Culture,  Linguistics,  Literacy


There was an Amica Insurance ad on semi-recently that showed two guys using all sorts of cricket jargon around a very confused American. The joke being that with its bizarre lexicon, cricket was beyond the comprehension of anyone that didn't grow up with it.

The fact is that any sport -- heck, any industry or profession -- is going to have its own vocabulary. And, more often than not, if you're hearing for it the first time, it can come across as pretty goofy, random, and obtuse.

Suicide Squeeze? Shortstop? Gopher Ball? There's nothing very intuitive about any of these words or phrases. And that's just baseball.

In some countries, you can be jailed simply for saying that someone "muffed a punt" or that a "puck found the goalie's five-hole."

punt 3

And the most electrifying play in basketball has the least electrifying name -- the Alley-Oop. (And when you think about it, Slam Dunk is also kind of a lazy phrase.)

Over the years, you've seen thousands of Dekes and Jukes, Saucer Passes and Hail Mary Passes, Pooch Kicks and Pump Fakes on the ice, the court, and the field.

Yes, cricket has its Googlies and Yorkers, but to the objective ear is that any weirder than Grounders and Homers?

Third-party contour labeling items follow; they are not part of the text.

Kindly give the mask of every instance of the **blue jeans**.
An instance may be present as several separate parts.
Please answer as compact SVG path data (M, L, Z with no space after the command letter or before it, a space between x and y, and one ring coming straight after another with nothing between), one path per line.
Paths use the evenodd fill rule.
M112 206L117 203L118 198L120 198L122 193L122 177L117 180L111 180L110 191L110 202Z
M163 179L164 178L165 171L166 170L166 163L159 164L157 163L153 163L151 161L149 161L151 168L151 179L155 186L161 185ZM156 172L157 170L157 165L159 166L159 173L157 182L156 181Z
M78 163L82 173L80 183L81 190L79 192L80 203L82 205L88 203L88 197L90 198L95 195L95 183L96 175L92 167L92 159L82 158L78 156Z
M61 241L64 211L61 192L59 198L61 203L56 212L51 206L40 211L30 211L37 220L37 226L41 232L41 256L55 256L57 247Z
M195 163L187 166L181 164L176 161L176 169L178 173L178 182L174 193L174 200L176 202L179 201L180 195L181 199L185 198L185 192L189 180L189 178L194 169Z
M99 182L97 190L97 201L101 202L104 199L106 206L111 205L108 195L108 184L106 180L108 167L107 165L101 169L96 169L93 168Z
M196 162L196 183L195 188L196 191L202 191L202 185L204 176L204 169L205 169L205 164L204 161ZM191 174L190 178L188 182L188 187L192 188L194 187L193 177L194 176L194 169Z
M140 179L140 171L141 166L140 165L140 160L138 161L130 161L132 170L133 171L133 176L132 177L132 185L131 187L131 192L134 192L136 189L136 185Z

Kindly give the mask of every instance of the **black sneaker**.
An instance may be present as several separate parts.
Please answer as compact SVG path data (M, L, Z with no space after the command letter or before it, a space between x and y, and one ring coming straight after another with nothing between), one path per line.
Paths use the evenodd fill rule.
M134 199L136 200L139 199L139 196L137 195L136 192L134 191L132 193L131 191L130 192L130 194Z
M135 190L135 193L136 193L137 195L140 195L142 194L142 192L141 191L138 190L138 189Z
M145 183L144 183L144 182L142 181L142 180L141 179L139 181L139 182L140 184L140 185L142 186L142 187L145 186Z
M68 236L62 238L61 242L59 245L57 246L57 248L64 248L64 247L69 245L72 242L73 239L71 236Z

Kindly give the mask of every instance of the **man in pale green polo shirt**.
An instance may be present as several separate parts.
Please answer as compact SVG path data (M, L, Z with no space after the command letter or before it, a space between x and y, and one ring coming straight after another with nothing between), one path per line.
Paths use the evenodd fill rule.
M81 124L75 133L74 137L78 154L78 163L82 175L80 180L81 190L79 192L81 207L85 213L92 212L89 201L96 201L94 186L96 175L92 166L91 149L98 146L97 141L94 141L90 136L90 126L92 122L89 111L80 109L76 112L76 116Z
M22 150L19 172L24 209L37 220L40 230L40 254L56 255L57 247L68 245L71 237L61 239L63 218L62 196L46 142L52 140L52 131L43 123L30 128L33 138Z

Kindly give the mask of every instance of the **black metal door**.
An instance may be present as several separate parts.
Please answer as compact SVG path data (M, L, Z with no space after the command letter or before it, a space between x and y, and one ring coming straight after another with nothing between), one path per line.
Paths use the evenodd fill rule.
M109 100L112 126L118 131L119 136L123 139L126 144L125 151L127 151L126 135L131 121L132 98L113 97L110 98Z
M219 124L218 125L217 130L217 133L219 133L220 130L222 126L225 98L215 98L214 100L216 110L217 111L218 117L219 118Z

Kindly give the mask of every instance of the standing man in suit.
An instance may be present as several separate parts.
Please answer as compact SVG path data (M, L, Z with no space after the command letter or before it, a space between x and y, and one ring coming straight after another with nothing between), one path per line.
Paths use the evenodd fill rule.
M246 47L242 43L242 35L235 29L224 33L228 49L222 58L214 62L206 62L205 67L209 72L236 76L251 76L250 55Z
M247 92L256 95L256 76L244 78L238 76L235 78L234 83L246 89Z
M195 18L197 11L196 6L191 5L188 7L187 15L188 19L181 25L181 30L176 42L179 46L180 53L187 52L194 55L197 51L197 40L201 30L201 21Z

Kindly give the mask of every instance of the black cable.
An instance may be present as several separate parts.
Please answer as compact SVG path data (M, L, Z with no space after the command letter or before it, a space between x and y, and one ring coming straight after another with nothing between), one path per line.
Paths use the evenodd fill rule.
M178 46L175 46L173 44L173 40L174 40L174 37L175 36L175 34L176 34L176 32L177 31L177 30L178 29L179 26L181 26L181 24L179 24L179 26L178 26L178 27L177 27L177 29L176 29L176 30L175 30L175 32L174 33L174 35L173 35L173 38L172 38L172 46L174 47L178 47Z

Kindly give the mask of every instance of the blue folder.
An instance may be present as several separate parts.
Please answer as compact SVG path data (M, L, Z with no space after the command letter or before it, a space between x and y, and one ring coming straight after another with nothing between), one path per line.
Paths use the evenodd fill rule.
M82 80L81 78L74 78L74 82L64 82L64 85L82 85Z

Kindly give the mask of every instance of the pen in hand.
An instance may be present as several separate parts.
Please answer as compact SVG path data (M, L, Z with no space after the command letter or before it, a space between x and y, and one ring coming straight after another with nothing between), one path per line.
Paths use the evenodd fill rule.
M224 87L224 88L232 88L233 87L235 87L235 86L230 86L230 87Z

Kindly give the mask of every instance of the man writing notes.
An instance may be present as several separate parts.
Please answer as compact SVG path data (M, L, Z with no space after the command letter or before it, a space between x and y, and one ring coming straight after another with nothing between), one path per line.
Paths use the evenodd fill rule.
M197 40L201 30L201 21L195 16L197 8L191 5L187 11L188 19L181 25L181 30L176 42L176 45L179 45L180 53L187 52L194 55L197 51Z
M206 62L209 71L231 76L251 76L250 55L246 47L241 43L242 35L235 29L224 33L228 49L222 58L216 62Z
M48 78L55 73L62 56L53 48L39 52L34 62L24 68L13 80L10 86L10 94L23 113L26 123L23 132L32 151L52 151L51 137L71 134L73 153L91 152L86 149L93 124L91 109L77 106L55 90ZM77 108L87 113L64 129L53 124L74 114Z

Understanding the language of something -- whether it's baseball or baking -- depends on how much time and effort you put in and how much desire you have to learn something at a deeper level. And it has nothing to do with intelligence. I've become relatively fluent in cricket despite mountains of evidence -- both clinical and anecdotal -- that show that I'm not all that bright.

In the not-too-distant future, I'll be adding a Terminology page to the Rules section of the CricAmerica site that'll help you maneuver between Golden Ducks and Night Watchmen and be able to enjoy cricket and comprehend the game as much as you do baseball, basketball, football, or hockey.